March 2, 2009

Finally something else to do with spaghetti squash!


We love spaghetti squash - but we always eat it the same way.

I found this recipe in my Better Homes and Garden Breast Cancer Cook Book. It was supposed to be Friday night's dinner but we got to talking, it got late, and so we went to Subway before our run to the grocery store.

And yes, we are the two young dorks who shop in the market for the whole week every friday night. it's our date night, I know we're lame. But try it once, you'll thank me forever. You won't be dealing with weekend crowds, you won't be reaching things off the top shelf, you have no lines, no waits, and then you're done for the whole weekend. Oh another perk, no screaming kids around! Sorry if you're one of those with the screaming kids at the market, we're DINKS!

Ok back to the food.

So this became the side dish to go with our roast chicken on Sunday night and I ate the leftovers for lunch today.

This is so easy and good.

I'm posting the recipe with my alterations - which primarily lie in the cooking process of the squash.

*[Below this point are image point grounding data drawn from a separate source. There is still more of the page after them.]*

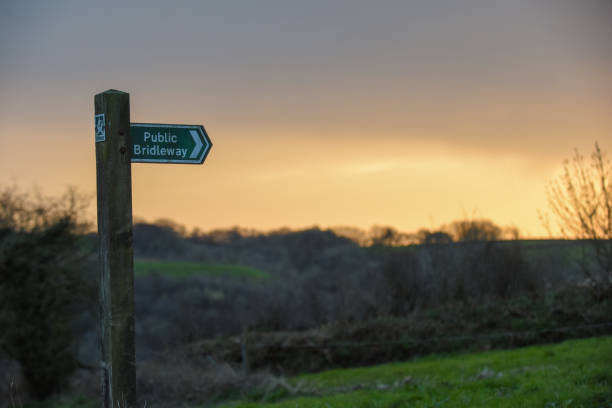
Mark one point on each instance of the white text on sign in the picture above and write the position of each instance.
(157, 150)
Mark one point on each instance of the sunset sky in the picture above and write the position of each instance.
(329, 113)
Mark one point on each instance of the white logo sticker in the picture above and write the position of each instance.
(100, 128)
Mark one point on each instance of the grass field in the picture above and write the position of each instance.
(570, 374)
(181, 269)
(574, 374)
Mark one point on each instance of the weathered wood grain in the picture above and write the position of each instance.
(116, 257)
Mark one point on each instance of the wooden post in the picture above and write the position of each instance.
(116, 254)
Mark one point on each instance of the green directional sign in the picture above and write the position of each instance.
(163, 143)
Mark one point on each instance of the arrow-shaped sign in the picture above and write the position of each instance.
(162, 143)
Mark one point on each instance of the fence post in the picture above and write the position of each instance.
(116, 263)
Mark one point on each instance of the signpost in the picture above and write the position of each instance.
(157, 143)
(118, 144)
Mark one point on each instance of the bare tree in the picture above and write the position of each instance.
(581, 201)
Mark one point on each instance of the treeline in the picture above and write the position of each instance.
(48, 278)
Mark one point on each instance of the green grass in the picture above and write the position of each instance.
(570, 374)
(182, 269)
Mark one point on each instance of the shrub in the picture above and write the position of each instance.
(42, 285)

Spaghetti Squash with Balsamic Beans

1/4 cup balsamic vinegar

3 T olive oil

1 T honey mustard - I don't use this so I used half a T honey, half a T dijon mustard, but still added a touch more honey to the final dressing mix. so taste it first!

2 cloves garlic crushed

1 spaghetti squash cut in half and seeded

10 oz lima beans

1 can kidney beans drained and rinsed

1/2 7 oz. jar of roasted red sweet peppers rinsed, drained and cut in to strips - we don't eat pepper so i left this out.

salt and pepper to taste.

optional - parmesan cheese to top.

1. cut squash in half and remove seeds. place both halves, face up in a pyrex dish and add about an inch or 2 of water in the bottom of the dish. Cover with saran wrap and microwave, about 12 minutes but test half way through until tender. This is how we cook squash, but if you have your own way, follow that. The recipe caclls for boiling them in a dutch oven.

2. make the dressing in a jar with the vinegar, oil, honey mustard, garlic and shake well.

3. boil lima beans until tender and the last few minutes add the drained and rinsed kidney beans. drain and return to pan - this is when you'd add the roasted peppers in. Pour dressing over the beans.

4. When squash is done, shred the strands and place in a large bowl and top with the bean and dressing mixture.

Oh my gosh this is so good, seriously, make this - ASAP!! It's a great entree, side, lunch, vegetarian option, whatever... just make it!